Locality: Ham Weeks Quarry, Wakefield, NH
Specimen Size: 3 mm fov. Amber parisite crystals. Horizontal xls on left are zoned on the c axis.
Field Collected: Gene Bearss
Catalog No.: 1712
Notes: This, and several other similar specimens, were originally identified as parasite-(Ce). Reference: Rocks & Minerals Vol. 66 No. 2, March/April 1991, "The Weeks Pegmatite Mine" Smith & Bearss pgs 129-135.
"Parisite, Ca(REE)2[F2|(CO3)3] has been tentatively identified from the Weeks pegmatite by its physical properties (Bearss, 1994). It occurs embedded in feldspar with fluorite as small brown tapering crystals with a hexagonal outline and a greasy to glassy luster. The crystals react to heated hydrochloric acid, releasing carbon dioxide. They have a hardness specific gravity, and fusibility test that is consistant with parisite. The identity of the mineral has not been confirmed by X-ray defraction." Parisite is closely related to the synchesite mineral group.
The previous inclusion of the parisite species on the New Hampshire list was due solely to the above noted occurrence at the Weeks Mine in Wakefield.
An EDS analysis of this specimen was done in February 2010. This analysis showed the species to be Synchysite-(Ce), not Parisite-(Ce). For synchysite, the Ca:REE ratio must be near 1:1. For parisite the ratio should be 1:2.
This specimen proved very difficult to yield a satisfactory photograph. Four stacks of six images were processed with the Helicon stacking software. This photo was the best result, but is still not particularly good.
Locality: Pike Quarry, Hooksett, NH
Specimen Size: 1 mm synchesite crystal
Field Collected: Bob Wilken - 2014
Catalog No.: A Bob Wilken specimen
Locality: Parker Mtn., Strafford, NH
Specimen Size: Largest hex tablet: 0.4 mm
Field Collected: Unknown - From MMNE 2018 symposium sales table
Catalog No.: u2247
Notes: Multiple probings of a November 2018 tiny crystal on carbon tape (BC298 - set 21) gave ambiguous and inconsistent results: EDS analysis . I think the Ca is legit. The unlabeled mush around 1.7 to 1.8 KeV may be silicon. The peak just above O may be F. All that can be said from this analysis is that it is an interesting REE mineral. A photo of the label on the micro-box is included.

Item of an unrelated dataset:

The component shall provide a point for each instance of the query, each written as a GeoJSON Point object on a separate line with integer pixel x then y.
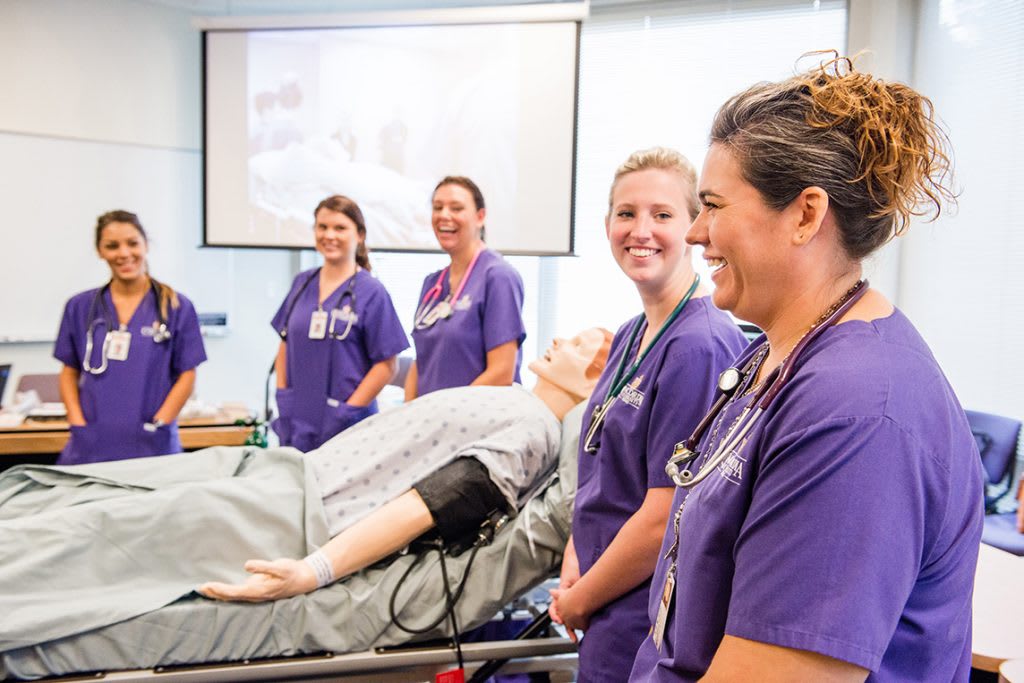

A February, 2019 polished grain EDS analysis , (BC321 - set 23) gave synchysite-Ce the "best fit". So I will catalog this as synchysite-Ce. Tan hex tablets are a common form for synchysite-(Ce). The REE content quantified from this analysis is quite low for synchysite-(Ce). However, parasite-(Ce), another Ca-REE mineral, has twice the REE-Ca ratio.